Brady Anthony Stewart is an American weightlifter. He was born on July 21, 1982 in St. Louis Missouri. Stewart is an 8-time US National Bench Press Team member for USA Powerlifting (Luxembourg 2009, Lithuania 2013, Sweden 2015, Denmark 2016, Lithuania 2017, South Africa 2018, Japan 2019, Czech Republic 2020[canceled due to Covid-19]).
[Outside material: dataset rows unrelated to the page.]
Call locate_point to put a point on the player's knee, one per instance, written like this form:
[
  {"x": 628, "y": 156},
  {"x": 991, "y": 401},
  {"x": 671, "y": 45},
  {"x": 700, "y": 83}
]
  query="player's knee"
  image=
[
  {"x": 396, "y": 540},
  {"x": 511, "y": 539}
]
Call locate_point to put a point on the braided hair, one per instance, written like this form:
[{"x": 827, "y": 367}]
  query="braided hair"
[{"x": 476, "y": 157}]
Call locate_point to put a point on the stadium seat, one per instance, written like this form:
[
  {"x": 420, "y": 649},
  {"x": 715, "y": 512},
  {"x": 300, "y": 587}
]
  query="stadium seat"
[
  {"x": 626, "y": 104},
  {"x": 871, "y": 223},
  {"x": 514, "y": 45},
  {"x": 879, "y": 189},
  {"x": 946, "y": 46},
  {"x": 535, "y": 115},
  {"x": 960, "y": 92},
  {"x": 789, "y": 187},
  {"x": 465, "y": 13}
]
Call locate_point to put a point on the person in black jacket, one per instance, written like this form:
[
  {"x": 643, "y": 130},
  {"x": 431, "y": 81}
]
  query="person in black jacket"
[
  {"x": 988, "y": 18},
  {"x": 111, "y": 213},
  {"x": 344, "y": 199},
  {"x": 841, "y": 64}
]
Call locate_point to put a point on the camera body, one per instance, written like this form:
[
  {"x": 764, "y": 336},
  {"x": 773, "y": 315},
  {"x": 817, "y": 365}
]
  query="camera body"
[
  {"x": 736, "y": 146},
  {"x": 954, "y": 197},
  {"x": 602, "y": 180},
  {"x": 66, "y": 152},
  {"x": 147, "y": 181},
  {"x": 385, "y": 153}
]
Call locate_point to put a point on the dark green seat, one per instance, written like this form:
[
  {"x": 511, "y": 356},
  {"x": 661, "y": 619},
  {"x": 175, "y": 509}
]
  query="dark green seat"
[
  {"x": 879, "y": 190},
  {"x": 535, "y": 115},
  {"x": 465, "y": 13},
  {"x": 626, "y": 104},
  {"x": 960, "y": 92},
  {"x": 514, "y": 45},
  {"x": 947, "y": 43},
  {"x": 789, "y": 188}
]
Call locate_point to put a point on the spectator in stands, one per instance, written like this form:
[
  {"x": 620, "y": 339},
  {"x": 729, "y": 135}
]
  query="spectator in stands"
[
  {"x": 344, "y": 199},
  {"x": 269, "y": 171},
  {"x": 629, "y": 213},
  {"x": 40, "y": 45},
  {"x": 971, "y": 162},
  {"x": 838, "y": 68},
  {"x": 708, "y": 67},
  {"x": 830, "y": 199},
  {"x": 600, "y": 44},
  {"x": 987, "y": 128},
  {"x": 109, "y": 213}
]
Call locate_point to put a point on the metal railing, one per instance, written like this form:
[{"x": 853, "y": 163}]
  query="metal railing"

Stewart is the current American Record holder in the 120 kg / 264 lbs weight class with a press of 356.5 kg or 785.9 lbs.   Stewart is the only lifter in US history to have medaled in IPF OPEN World Equipped Bench Press Championship competition in the 264 lbs weight class.  He is also a member of the historic 2009 World Champion US National Bench Press Team.

Career 
Stewart has competed in powerlifting and bench pressing since 2000.  He has won eight US National Bench Press Championship Gold Medals.  He is the most decorated and dominant 120 kg / 264 lbs bench presser in the history of this sport in the United States.  He has earned 3 bronze medals, 1 silver medal, and 8 gold medals in national championship competition.  Brady is the only US athlete in his weight class to have medaled in OPEN World Championship Competition with a team Gold (TEAM USA) (Hamm, Luxembourg 2009), individual Silver placing (Rødby, Denmark 2016), and two individual Bronze placings (Kaunas, Lithuania 2017 and Tokyo, Japan 2019).  Stewart won the 2019 Arnold Sports Festival Pro Bench Championships with an historic lift of 372.5 kg / 821.2 lbs at a bodyweight of 124.89 kg / 275 lbs making it the All-Time Drug Tested Bench Press Record at 125 kg / 275 lbs weight class across federations (2 hour weigh in).  This lift narrowly edged out Blaine Sumner's historic 455 kg / 1003 lbs bench press by less than 1/2 of an IPF formula point.  Stewart is also a 3 time gold medalist in the North American Powerlifting Federation.  Earlier in Stewart's career, he was the American Record holder in the squat, bench press, and total in the 242 lbs weight class in the inaugural Arnold Classic Raw Powerlifting Championships.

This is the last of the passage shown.